Chapter 6

“Karl . . .” Charlotte lingered in the doorway leading to his work area. “Are you okay?”

No. He really wasn’t.

A man who wanted to seriously consider his legacy in the world would grunt less and talk more. But after reading his own weirdo

obituary, after being shunted aside by the woman of his dreams a second time . . . yeah, he had things to think about.

And those things were really fucking problematic.

All the people in Harlot’s Bay who’d genuinely mourned him had basically forced themselves into his life. Did he even know

how to form human connections himself? Without someone else doing all the hard work?

Even worse: Would things have been different with Dearborn—two decades ago and two days ago—if he’d learned what the hell to say to people? How to tell them important shit? How to be brave and talk about

his fucking feelings?

If it’d make her stay, he should find her. Should try his damnedest to express himself. Should leave the bakery right now

and take his shot.

But . . . he wasn’t a stalker. He wouldn’t chase her down if she didn’t want to see him. And if he forced a confrontation,

explained himself, and got rejected anyway? It’d probably kill him. For real this time. That’d be bad for business, so he

wasn’t doing it.

Screw emotional bravery. Sublimation through pastry was way fucking easier.
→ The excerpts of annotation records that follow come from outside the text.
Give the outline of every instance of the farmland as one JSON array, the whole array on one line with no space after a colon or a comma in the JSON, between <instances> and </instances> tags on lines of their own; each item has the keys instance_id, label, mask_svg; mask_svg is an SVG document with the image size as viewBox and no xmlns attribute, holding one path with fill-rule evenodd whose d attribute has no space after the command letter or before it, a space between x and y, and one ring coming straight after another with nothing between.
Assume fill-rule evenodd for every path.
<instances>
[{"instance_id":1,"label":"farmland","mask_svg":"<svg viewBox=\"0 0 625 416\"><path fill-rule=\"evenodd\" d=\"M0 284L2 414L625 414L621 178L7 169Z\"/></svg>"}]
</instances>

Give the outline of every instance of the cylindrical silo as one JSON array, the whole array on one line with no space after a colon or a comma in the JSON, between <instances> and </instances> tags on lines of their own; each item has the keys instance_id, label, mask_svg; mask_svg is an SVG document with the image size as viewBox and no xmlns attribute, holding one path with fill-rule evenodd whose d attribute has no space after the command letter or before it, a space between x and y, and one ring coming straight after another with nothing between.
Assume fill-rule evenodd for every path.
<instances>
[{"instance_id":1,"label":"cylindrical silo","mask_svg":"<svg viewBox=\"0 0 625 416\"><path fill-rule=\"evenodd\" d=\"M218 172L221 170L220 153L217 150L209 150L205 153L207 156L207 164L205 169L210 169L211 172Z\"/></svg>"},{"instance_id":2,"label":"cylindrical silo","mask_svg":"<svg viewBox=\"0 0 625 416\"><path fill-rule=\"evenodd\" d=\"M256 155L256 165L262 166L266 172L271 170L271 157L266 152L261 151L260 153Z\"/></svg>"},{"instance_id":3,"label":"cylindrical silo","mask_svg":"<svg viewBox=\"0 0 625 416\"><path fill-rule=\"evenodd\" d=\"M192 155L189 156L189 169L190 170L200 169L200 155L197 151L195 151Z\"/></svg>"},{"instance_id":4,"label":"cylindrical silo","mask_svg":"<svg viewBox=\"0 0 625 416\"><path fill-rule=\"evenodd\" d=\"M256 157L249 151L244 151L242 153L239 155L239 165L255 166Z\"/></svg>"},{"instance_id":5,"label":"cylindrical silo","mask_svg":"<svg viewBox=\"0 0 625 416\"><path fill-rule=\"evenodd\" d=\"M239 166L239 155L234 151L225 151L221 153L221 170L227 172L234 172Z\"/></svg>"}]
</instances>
“Karl?” Charlotte was watching him, blond brows scrunched in concern. Waiting for an answer to a question he’d nearly forgotten.

“I’m fine,” he grunted, slamming his bagel dough onto the worktable for the umpteenth time.

“You usually use the stand mixer for that dough. And if you do knead by hand, the whole process is normally a bit less . . .

uh, aggressive.” She bit her lip. “Also, you’re muttering obscenities loudly enough that we’ve gotten complaints out front.

Junessa’s four-year-old apparently just demanded ‘some motherfucking Cheerios,’ and she’s livid.”

Shit. He’d thought he was swearing under his breath.

In his mind, a teenage Dearborn declared, He can’t even whisper at a normal volume.

She was right. Except when it came to trusting him, she was always right.

He paused in his kneading. “Who’s livid? Junessa or her daughter?”

“Junessa didn’t have any Cheerios in her purse, so . . . both of them, actually.”

Bracing himself on the table’s edge, he bowed his head and looked down at his overworked dough. It was basically impossible

to knead bagels too much, but he’d done it.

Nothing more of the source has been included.